Le ressentiment et le désespoir des poilus – qui bientôt se transformera en mutineries au sein de nombreux régiments – s’expriment dans la Chanson de Craonne.
La chanson.
Cette chanson anonyme a certainement plusieurs auteurs. Elle est apprise par cœur et se diffuse oralement de manière clandestine. Antimilitariste, le chant est bien entendu interdit par l’armée. Une légende veut que le commandement militaire ait promis une récompense d’un million de francs or et la démobilisation à quiconque dénoncerait l’auteur !
Chantée sur plusieurs fronts (Notre Dame de Lorette, Verdun), sa première version publiée parait le 24 juin 1917. Elle est notamment retrouvée dans les carnets du soldat François Court.
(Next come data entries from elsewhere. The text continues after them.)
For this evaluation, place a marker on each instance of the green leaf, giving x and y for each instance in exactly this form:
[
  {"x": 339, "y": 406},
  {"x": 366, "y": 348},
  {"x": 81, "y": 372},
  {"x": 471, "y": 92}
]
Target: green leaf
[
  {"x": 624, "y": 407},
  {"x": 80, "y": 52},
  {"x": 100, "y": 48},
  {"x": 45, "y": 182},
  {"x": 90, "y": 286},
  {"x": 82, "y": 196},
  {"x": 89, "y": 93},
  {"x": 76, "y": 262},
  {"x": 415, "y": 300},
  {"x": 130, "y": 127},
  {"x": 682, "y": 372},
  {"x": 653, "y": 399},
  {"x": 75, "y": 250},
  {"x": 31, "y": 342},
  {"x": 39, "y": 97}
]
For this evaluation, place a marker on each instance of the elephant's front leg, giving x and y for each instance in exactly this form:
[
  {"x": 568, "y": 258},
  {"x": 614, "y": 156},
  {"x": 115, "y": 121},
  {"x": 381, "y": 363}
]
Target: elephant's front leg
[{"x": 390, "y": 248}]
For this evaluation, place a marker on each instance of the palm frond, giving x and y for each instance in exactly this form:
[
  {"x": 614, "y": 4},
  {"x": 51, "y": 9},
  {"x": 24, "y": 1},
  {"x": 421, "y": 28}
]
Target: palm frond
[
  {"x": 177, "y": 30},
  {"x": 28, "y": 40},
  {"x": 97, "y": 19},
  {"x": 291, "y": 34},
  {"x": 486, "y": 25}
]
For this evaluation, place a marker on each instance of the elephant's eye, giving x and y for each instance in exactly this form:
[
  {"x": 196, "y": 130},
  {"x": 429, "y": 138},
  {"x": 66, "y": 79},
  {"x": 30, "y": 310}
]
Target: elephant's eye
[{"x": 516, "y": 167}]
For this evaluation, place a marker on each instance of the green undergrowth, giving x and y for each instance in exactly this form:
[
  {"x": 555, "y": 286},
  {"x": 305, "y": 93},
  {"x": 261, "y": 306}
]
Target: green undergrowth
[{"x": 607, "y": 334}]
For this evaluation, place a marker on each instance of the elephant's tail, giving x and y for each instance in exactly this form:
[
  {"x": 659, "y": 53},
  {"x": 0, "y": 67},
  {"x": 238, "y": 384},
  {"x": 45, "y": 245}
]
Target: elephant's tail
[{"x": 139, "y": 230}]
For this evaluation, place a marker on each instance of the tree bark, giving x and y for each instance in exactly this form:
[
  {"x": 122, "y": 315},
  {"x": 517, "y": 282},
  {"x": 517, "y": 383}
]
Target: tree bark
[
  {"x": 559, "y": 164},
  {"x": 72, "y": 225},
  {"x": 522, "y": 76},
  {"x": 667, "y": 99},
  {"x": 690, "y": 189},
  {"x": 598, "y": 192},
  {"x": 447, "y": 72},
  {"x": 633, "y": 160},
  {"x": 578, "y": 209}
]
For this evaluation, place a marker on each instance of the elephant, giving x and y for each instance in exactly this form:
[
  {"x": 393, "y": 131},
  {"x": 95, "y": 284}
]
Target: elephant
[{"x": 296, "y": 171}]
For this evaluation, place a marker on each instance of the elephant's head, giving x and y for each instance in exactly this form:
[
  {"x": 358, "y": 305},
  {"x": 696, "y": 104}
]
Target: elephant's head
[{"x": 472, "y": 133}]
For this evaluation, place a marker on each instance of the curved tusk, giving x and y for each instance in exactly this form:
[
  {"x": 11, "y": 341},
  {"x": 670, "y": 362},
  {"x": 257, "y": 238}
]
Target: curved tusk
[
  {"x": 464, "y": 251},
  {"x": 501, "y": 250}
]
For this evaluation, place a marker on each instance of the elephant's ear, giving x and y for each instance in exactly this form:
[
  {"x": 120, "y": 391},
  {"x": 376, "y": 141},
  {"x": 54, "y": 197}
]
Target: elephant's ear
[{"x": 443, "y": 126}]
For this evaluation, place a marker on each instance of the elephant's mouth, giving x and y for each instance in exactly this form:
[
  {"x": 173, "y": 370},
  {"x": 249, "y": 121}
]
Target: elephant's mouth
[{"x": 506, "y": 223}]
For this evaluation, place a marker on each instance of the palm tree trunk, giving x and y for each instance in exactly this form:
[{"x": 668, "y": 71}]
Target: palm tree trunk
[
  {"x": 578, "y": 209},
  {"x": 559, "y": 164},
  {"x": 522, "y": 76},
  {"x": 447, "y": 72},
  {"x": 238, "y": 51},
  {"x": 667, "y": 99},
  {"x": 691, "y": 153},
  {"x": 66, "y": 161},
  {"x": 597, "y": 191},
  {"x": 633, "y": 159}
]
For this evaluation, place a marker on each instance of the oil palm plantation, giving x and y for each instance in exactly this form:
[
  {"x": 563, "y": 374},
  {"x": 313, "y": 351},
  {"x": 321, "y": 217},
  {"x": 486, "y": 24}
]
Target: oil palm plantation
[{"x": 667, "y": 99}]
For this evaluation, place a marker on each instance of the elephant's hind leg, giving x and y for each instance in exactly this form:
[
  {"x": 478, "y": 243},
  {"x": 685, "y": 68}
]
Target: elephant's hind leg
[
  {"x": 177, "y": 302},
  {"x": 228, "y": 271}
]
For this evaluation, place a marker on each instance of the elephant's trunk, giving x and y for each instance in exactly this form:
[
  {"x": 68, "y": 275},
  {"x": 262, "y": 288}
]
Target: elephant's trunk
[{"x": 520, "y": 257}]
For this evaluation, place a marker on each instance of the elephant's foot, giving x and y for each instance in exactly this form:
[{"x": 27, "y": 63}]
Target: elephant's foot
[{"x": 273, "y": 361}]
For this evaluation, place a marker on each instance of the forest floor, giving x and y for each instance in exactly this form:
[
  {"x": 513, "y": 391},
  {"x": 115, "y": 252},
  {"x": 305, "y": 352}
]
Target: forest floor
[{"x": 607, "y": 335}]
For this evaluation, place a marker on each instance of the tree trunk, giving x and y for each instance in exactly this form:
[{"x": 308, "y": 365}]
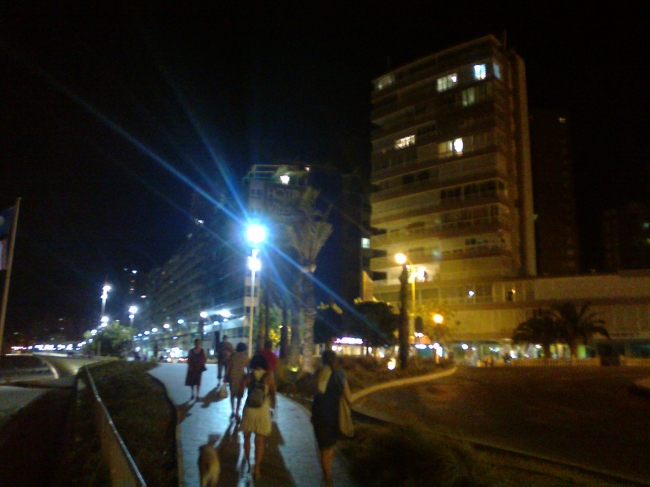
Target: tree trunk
[
  {"x": 573, "y": 347},
  {"x": 284, "y": 332},
  {"x": 262, "y": 326},
  {"x": 309, "y": 315},
  {"x": 294, "y": 347}
]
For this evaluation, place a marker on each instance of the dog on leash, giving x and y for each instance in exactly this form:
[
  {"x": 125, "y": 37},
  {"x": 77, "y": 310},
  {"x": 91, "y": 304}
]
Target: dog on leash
[{"x": 209, "y": 465}]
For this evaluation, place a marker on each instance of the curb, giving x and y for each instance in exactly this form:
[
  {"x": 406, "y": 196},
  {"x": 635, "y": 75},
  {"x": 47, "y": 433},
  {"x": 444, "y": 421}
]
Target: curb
[
  {"x": 402, "y": 382},
  {"x": 641, "y": 387}
]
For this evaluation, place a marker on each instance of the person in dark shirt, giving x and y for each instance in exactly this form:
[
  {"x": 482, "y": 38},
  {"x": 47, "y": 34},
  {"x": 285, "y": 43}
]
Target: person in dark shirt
[
  {"x": 269, "y": 355},
  {"x": 224, "y": 352}
]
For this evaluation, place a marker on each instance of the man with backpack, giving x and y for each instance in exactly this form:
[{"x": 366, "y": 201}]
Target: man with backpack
[{"x": 260, "y": 386}]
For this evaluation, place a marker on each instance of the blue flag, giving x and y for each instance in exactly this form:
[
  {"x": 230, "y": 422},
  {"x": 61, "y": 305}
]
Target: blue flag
[{"x": 6, "y": 217}]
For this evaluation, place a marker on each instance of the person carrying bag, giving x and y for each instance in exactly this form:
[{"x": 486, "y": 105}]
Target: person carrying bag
[{"x": 330, "y": 414}]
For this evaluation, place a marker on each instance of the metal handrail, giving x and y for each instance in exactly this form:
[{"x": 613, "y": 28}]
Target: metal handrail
[{"x": 123, "y": 470}]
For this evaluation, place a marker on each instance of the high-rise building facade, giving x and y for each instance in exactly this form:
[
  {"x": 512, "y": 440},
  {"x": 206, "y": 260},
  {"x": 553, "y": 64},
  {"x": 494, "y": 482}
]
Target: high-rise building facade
[
  {"x": 556, "y": 227},
  {"x": 451, "y": 170}
]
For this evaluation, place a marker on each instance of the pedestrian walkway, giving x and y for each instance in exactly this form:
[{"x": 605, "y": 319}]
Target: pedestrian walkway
[{"x": 291, "y": 455}]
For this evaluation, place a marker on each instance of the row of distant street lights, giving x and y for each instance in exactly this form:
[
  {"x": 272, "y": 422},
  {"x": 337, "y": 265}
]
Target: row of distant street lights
[{"x": 256, "y": 235}]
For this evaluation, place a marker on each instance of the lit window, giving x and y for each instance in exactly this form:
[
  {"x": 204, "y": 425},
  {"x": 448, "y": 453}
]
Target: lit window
[
  {"x": 469, "y": 96},
  {"x": 479, "y": 71},
  {"x": 447, "y": 82},
  {"x": 384, "y": 81},
  {"x": 445, "y": 148},
  {"x": 497, "y": 71},
  {"x": 404, "y": 142}
]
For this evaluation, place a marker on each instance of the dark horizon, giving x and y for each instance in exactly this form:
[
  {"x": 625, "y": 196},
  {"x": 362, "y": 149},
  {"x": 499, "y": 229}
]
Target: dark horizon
[{"x": 114, "y": 115}]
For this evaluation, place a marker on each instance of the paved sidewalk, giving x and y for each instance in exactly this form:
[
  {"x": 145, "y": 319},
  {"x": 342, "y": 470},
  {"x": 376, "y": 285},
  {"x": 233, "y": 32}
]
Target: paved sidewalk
[{"x": 291, "y": 456}]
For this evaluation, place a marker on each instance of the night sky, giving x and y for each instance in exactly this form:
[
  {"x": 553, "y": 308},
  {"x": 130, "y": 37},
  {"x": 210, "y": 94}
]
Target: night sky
[{"x": 111, "y": 115}]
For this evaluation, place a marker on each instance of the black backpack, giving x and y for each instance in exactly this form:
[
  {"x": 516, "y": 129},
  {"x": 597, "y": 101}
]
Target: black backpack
[{"x": 256, "y": 393}]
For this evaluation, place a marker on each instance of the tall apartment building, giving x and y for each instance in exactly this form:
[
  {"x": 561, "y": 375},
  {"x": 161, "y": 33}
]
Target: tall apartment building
[
  {"x": 556, "y": 227},
  {"x": 451, "y": 169}
]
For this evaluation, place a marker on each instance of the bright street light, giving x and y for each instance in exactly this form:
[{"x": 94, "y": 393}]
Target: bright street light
[
  {"x": 104, "y": 297},
  {"x": 256, "y": 234}
]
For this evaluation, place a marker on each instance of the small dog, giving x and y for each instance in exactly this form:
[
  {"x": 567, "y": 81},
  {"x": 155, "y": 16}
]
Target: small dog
[{"x": 209, "y": 466}]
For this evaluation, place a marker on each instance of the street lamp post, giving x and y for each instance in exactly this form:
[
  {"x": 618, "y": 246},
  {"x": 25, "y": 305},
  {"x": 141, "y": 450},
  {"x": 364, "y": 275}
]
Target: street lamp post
[
  {"x": 403, "y": 260},
  {"x": 104, "y": 296},
  {"x": 403, "y": 319},
  {"x": 203, "y": 315},
  {"x": 256, "y": 235},
  {"x": 132, "y": 311}
]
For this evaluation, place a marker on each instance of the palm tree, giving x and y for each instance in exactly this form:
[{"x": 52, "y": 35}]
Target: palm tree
[
  {"x": 307, "y": 234},
  {"x": 541, "y": 328},
  {"x": 577, "y": 325}
]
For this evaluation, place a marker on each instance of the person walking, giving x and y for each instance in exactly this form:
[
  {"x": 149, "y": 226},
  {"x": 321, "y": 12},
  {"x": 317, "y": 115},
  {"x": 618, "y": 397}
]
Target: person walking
[
  {"x": 269, "y": 355},
  {"x": 224, "y": 352},
  {"x": 260, "y": 384},
  {"x": 235, "y": 372},
  {"x": 331, "y": 385},
  {"x": 196, "y": 360}
]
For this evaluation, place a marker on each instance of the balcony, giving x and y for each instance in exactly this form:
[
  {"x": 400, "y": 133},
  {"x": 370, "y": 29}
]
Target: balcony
[
  {"x": 442, "y": 231},
  {"x": 383, "y": 219}
]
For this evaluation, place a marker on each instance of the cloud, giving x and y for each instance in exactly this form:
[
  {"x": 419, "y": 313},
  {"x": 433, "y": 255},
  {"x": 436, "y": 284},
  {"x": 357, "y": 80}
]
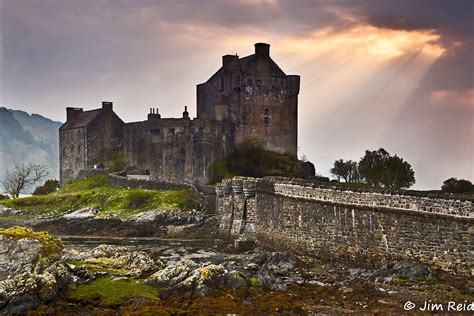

Elle y est suivie de la mention « chanson créée le 10 avril 1917 sur le plateau de Craonne ».
Quand au bout d'huit jours le r'pos terminé
On va reprendre les tranchées,
Notre place est si utile
Que sans nous on prend la pile
Mais c'est bien fini, on en a assez
Personne ne veut plus marcher
Et le cœur bien gros, comm' dans un sanglot
On dit adieu aux civ'lots
Même sans tambours, même sans trompettes
On s'en va là-haut en baissant la tête
- Refrain :
Adieu la vie, adieu l'amour,
Adieu toutes les femmes
C'est bien fini, c'est pour toujours
De cette guerre infâme
C'est à Craonne sur le plateau
Qu'on doit laisser sa peau
Car nous sommes tous condamnés
Nous sommes les sacrifiés
Huit jours de tranchée, huit jours de souffrance
Pourtant on a l'espérance
Que ce soir viendra la r'lève
Que nous attendons sans trêve
Soudain dans la nuit et dans le silence
On voit quelqu'un qui s'avance
C'est un officier de chasseurs à pied
Qui vient pour nous remplacer
Doucement dans l'ombre sous la pluie qui tombe
Les petits chasseurs vont chercher leurs tombes
- Refrain
C'est malheureux d'voir sur les grands boulevards
Tous ces gros qui font la foire
Si pour eux la vie est rose
Pour nous c'est pas la même chose
Au lieu d'se cacher tous ces embusqués
F'raient mieux d'monter aux tranchées
Pour défendre leur bien, car nous n'avons rien
Nous autres les pauv' purotins
Tous les camarades sont enterrés là
Pour défendr' les biens de ces messieurs là
- Refrain :
Ceux qu'ont l'pognon, ceux-là r'viendront
Car c'est pour eux qu'on crève
Mais c'est fini, car les trouffions
Vont tous se mettre en grève
Ce s'ra votre tour, messieurs les gros
De monter sur le plateau
Car si vous voulez faire la guerre
Payez-la de votre peau
Philippe Pétain.
Le général Nivelle est limogé. Il est remplacé par le général Philippe Pétain, vainqueur de Verdun. Il s’applique en premier lieu à redresser le moral des troupes. Il fait sanctionner avec modération les faits d’indiscipline collective, limitant à quelques dizaines – sur des milliers – le nombre d’exécutions (de fait, bien moindre que le nombre de fusillés de 1915).
En 1918, le général Pétain est resté le plus populaire des officiers généraux de l’armée française. La Chanson de Craonne aussi... Depuis 1918, elle a été reprise des centaines de fois.
Sources :
- Encyclopédies Larousse, Britannica, Wikipédia.
- Thierry Bouzard, Histoire du chant militaire français, de la monarchie à nos jours, Editions Grancher, 2005.
- Jean-Claude Klein, Florilège de la chanson française, Ed. Bordas, 1989.
- Guy Marival, La Mémoire de l’Aisne, 2001, et Enquête sur une chanson mythique, 2014.
- Pierre Miquel, le Chemin des Dames, Perrin, 1997.
- René-Gustave Nobécourt, Les Fantassins du Chemin des dames, Robert Laffont, 1965.
- Nicolas Offenstadt, le Chemin des Dames, Paris, Stock, 2004.